Holy shit I just stopped short on route 18 because I thought my gps was saying I had to turn right in 11 feet. After almost hitting the guardrail I realized I had to turn in 11 miles.
Fuck I'm high.
i just fingered the ice cream at home instead of getting a spoon
been there done that
even in the morning, she still thinks my british accent is real.
I just saw a license plate that said "Guidete" at college. This proves the world is officially ending in 2012
We're not too concerned with getting her out of jail. We're on a mission for donuts.
I just had a 30 minute fake cell phone conversation with myself just to avoid hooking up with the drunk guy next to me. its like an art form.

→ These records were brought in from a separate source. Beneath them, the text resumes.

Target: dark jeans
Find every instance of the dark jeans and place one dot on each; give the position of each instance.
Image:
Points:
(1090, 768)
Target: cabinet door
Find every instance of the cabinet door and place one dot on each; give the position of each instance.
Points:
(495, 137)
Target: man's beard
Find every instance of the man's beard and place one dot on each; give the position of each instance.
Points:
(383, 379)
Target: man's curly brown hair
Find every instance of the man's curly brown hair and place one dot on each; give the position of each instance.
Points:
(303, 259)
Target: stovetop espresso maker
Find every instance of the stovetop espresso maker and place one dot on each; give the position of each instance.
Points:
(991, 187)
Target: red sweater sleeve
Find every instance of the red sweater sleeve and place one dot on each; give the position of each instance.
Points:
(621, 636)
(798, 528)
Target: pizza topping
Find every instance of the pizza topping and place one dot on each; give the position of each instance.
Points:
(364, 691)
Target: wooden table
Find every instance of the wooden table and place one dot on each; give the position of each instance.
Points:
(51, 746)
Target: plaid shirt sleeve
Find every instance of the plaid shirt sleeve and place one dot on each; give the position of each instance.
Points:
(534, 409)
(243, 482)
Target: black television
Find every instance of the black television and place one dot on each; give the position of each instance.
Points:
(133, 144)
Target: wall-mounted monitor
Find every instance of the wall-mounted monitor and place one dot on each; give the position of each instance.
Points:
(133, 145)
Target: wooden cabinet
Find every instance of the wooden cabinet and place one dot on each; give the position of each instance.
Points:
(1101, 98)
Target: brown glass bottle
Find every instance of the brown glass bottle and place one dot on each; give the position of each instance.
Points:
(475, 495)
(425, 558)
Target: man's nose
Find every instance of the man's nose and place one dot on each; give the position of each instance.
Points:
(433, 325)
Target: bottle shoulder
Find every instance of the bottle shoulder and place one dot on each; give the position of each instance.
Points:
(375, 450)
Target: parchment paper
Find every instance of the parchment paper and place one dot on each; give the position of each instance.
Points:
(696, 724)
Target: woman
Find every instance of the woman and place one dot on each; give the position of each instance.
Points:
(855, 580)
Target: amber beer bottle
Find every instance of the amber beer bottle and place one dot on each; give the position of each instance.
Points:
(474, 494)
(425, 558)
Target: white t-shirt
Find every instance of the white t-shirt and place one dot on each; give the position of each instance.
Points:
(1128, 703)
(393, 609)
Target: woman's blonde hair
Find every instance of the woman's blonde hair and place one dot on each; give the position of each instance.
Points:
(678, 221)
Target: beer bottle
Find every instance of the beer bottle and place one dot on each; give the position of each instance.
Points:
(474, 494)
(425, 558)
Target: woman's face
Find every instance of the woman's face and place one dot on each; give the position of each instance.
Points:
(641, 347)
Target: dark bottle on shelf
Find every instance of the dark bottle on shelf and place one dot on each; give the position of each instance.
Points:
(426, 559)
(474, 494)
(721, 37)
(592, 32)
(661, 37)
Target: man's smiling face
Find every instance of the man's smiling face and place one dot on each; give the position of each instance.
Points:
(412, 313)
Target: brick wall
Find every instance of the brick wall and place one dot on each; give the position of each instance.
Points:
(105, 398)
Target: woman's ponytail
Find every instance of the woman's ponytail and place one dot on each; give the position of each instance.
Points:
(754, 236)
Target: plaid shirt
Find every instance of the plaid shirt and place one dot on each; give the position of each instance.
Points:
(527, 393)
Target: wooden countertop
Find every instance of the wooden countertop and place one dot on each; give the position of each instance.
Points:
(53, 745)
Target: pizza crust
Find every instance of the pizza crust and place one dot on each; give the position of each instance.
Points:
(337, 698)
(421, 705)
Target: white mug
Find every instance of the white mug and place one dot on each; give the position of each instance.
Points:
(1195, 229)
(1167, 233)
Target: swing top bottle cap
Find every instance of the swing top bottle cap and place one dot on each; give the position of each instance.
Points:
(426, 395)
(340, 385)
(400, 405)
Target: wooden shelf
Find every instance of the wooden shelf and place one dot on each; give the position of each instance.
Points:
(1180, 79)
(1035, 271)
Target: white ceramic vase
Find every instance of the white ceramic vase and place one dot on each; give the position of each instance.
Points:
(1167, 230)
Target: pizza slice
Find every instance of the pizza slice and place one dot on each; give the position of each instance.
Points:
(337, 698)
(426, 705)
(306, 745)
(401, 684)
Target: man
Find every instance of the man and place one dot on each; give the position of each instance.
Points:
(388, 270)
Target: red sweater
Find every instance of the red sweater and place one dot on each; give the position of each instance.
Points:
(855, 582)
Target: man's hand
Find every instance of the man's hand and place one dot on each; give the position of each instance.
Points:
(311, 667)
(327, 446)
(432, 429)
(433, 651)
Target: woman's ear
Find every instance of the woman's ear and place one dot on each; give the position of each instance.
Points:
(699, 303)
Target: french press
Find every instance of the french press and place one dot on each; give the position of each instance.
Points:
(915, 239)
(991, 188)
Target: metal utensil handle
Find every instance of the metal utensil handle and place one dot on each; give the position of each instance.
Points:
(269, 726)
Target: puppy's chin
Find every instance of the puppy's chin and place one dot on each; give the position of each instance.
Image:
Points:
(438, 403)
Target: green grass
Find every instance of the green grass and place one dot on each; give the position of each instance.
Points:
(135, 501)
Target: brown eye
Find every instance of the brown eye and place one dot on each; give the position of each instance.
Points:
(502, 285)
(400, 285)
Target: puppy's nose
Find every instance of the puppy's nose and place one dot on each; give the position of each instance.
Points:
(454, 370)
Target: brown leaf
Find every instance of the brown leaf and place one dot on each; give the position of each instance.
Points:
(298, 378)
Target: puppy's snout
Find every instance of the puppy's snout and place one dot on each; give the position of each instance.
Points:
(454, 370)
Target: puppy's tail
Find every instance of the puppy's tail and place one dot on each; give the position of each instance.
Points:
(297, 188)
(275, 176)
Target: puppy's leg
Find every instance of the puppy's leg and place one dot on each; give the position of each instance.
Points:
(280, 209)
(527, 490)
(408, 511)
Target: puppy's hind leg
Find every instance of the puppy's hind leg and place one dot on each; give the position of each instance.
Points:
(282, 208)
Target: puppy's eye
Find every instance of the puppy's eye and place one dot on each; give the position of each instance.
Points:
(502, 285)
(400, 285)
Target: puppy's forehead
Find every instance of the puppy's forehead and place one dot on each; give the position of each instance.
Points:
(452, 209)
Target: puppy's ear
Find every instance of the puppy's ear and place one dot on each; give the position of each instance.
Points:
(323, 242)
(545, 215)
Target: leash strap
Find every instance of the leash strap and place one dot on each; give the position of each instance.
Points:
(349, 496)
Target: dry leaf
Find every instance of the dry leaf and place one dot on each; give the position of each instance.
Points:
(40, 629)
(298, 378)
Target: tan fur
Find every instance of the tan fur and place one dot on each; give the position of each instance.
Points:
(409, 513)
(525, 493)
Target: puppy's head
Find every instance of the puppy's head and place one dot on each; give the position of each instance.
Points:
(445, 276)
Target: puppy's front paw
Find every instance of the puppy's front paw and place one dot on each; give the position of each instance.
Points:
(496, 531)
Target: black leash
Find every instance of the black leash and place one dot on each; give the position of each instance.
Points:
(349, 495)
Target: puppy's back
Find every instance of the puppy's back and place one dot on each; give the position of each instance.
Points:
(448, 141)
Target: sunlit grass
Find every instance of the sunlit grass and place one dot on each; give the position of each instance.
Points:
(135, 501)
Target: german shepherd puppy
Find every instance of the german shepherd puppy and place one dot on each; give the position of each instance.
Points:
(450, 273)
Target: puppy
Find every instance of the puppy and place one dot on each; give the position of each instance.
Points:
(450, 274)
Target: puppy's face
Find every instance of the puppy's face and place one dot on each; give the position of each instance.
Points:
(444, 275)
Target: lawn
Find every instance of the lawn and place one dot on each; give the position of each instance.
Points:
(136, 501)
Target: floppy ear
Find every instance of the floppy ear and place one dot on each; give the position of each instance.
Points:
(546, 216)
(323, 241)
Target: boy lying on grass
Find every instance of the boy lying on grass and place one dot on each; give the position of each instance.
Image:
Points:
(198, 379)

ill give you food and tequilla and penis and joy
I might have been the first person to be rolling balls at a referee seminar
I woke up in an apt hallway this morning and a nice lady brought me coffee cause she thought I was homeless
Dude. Steinbecking. It's when you double-fist coffee and alcohol to help you meet a writing deadline.
Just woke up to find that I'd left a stove burner on for the past 6 hours or so. I'm now banned from Ambien cooking.
I'm hoarding IKEA meatballs in my purse
woke up to my little sister's best-friend's boyfriend in my bed, but how's your saturday going?
Yes ma'am. I'm attracted to unconventional people, you know that.
True. I can't judge, half of my sexual partners I only know a false first name & a number. We all have our kinks.
He stumbled out of their hotel room and yelled, "I'M ON A STATEWIDE TOUR. I'VE BEEN IN KENTUCKY AND OKLAHOMA."